Not too long ago I read this piece by David Foster Wallace about the movie Terminator 2 (link courtesy this interview at The House Next Door with Glenn Kenny, about his editing relationship with DFW). Wallace calls the movie "an appalling betrayal" of the original Terminator, and blames it for effectively inaugurating the era of what he calls "Special Effects Porn"; that is, movies featuring "half a dozen or so isolated, spectacular scenes -- scenes comprising maybe twenty or thirty minutes of riveting, sensuous payoff -- strung together via another sixty to ninety minutes of flat, dead, and often hilariously insipid narrative". One can date this period differently, but it seems to me that he's right to lament it.
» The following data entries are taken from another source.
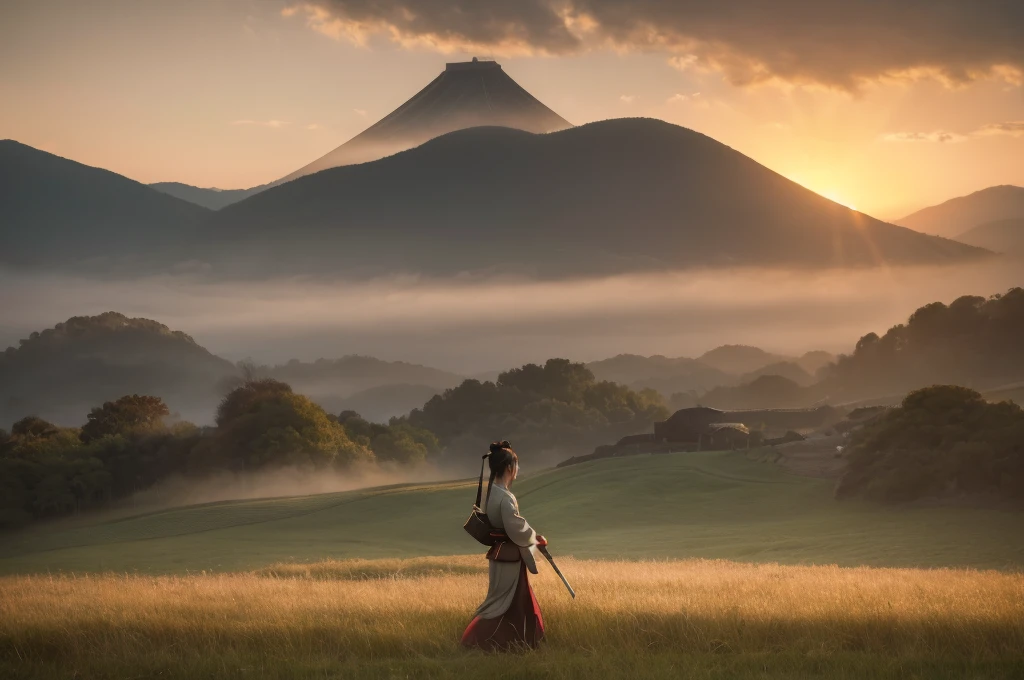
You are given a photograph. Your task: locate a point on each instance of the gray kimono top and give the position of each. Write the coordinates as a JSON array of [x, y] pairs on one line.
[[503, 511]]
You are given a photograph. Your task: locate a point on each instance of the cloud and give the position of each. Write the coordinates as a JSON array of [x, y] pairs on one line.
[[937, 135], [835, 43], [273, 124], [681, 98], [1010, 128]]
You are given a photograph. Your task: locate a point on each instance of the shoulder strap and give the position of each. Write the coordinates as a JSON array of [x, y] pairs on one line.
[[479, 486]]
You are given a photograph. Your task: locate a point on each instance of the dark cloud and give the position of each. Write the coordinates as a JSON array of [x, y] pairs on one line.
[[838, 43]]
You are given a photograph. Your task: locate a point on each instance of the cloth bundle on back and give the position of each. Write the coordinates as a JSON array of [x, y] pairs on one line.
[[510, 615]]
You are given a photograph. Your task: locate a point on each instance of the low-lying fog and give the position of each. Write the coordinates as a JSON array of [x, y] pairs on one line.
[[471, 325]]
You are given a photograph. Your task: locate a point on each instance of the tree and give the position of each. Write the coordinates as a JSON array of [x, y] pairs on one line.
[[263, 424], [242, 399], [129, 414], [942, 440]]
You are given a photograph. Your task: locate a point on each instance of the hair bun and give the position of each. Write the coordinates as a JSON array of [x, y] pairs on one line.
[[499, 445]]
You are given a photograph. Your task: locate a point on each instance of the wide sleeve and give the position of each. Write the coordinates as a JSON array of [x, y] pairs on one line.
[[517, 528]]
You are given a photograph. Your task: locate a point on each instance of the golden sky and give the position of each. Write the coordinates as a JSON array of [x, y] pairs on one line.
[[884, 107]]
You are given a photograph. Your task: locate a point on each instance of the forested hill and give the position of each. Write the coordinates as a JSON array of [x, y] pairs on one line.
[[974, 341], [62, 372]]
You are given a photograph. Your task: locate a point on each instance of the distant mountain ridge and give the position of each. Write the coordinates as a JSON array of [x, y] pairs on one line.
[[53, 210], [60, 373], [958, 215], [465, 94], [1001, 236], [617, 196], [726, 366], [212, 199]]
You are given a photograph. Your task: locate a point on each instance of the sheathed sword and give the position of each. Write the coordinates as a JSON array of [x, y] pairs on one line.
[[544, 551]]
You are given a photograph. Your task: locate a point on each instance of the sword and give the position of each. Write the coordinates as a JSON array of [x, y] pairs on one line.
[[544, 551]]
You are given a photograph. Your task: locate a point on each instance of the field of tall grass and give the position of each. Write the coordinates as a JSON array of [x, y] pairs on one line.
[[402, 619]]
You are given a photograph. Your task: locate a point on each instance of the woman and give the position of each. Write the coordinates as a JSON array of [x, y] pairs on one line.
[[510, 615]]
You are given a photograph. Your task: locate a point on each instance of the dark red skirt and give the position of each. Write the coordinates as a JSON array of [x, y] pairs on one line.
[[520, 627]]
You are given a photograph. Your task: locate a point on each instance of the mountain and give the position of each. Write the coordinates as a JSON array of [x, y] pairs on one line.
[[739, 359], [788, 370], [375, 388], [465, 94], [53, 211], [379, 405], [616, 196], [64, 372], [1003, 236], [213, 199], [813, 360], [61, 373], [961, 214], [768, 391], [668, 376]]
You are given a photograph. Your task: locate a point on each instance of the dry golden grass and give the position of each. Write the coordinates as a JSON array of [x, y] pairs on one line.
[[403, 618]]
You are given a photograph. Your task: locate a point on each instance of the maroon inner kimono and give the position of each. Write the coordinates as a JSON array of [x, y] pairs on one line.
[[520, 626]]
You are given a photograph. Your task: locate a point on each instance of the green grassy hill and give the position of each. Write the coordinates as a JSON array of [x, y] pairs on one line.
[[714, 505]]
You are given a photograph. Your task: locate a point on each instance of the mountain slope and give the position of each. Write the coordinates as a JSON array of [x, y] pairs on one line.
[[212, 199], [739, 359], [64, 372], [615, 196], [53, 210], [1003, 236], [465, 94], [375, 388], [667, 375], [963, 213]]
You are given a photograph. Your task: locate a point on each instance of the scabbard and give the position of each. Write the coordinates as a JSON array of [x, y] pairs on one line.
[[551, 560]]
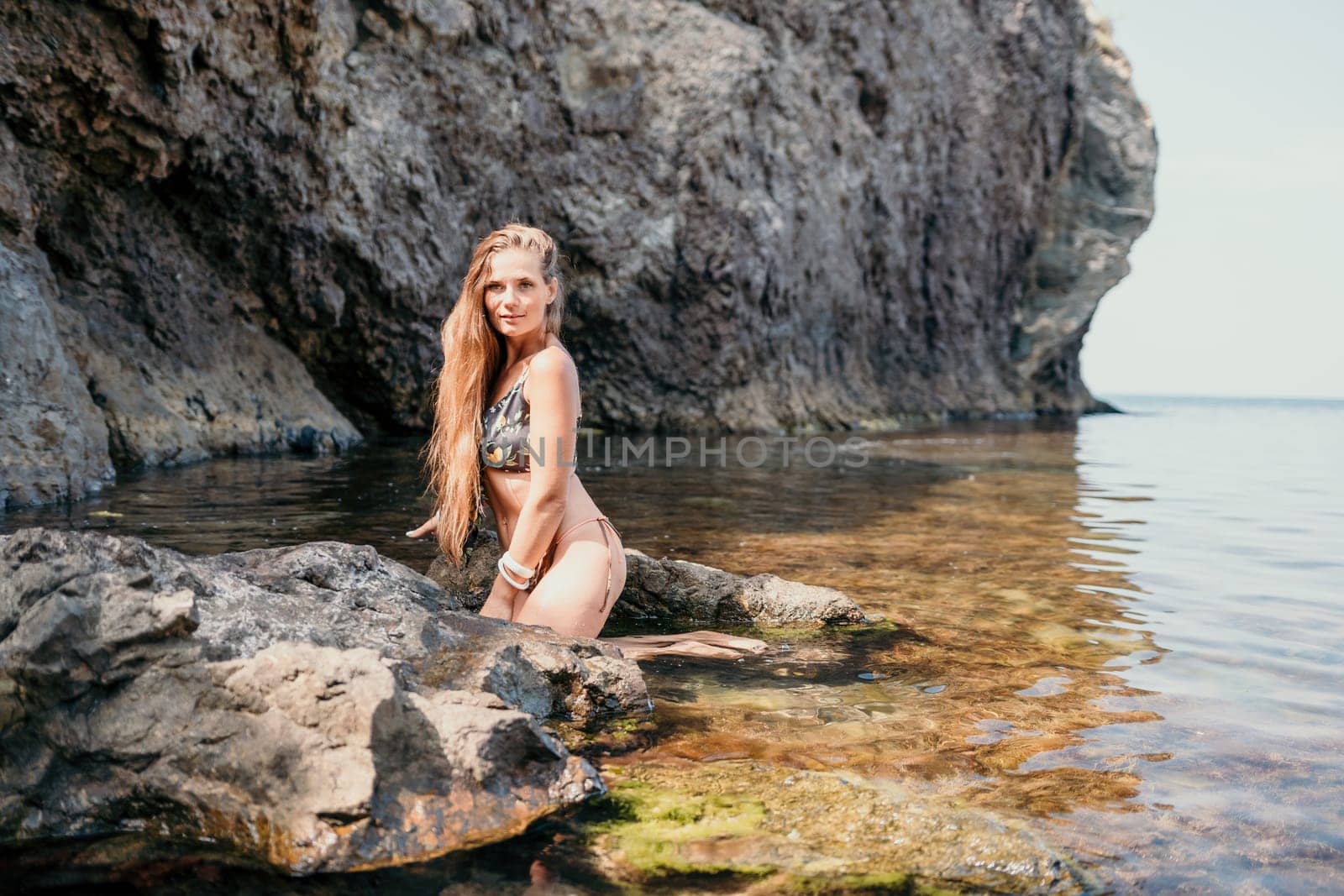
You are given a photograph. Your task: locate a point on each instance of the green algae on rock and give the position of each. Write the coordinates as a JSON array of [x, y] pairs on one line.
[[770, 829]]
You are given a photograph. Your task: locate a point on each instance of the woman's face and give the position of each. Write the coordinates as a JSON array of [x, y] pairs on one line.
[[517, 295]]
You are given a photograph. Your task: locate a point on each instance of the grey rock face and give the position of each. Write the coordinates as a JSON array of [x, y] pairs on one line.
[[318, 707], [255, 217], [1104, 206], [663, 590]]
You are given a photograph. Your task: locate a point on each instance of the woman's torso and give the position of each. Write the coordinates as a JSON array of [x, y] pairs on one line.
[[507, 490]]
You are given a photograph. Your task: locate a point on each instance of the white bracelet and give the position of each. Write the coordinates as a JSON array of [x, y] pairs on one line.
[[517, 569], [521, 586]]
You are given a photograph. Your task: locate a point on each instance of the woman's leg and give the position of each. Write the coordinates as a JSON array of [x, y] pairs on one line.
[[584, 579]]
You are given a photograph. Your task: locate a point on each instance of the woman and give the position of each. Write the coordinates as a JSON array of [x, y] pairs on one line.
[[506, 427]]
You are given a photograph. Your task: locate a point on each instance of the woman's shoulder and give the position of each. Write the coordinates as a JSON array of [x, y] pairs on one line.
[[553, 360]]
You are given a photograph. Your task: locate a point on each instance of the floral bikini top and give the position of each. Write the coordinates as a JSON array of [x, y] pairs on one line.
[[506, 430]]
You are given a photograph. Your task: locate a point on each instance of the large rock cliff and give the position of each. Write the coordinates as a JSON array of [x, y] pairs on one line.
[[235, 226]]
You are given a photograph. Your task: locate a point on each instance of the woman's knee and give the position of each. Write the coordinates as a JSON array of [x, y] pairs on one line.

And it's hard to argue with his specific criticisms of Terminator 2 itself, even as I recall that my own considered evalution of the movie, back when it was first released, amounted to variations of "that was awesome", no doubt all the while convincing myself of its wit and intelligence. In recent years, though I don't wish to disavow my earlier enjoyment of such entertainment, I've grown increasingly weary of movies that can only be said to be awesome or to suck. I eagerly await the day when this weariness means that I actually avoid said movies altogether, rather than merely being bored or alienated by them. This personal trend began with, I think, the insipid Gladiator and its battle scenes, which I hated but overlooked in the interest of being generally entertained. Then there were the three Lord of the Rings bloatfests; by the third installment (Best Picture, naturally), I had completely lost interest, and yet there I was, watching it with everybody else. Last year's example, The Dark Knight, was a mess, and in many ways a betrayal of the character, to the extent that I am still able to fret about how characters like Batman can be betrayed (like, isn't Batman supposed to be brilliant? In The Dark Knight he is stupid to the point of distraction), and I remember feeling oppressed by the movie, its lighting and frenetic pace and general incoherence. And yet it was kind of awesome, I had to admit. Which isn't anything like the same thing as "great" or "smart" or "complex" or whatever other kind of praise it received. I'm tired of "kind of awesome". I'm even tired of "completely awesome". Call it awesome fatigue.
Meanwhile, we recently watched the cult classic Withnail & I, and though I didn't think it was quite as great as its devoted fans seem to think it is, I nevertheless did think it was quite funny and took pleasure in watching real people move in real space. More of this please.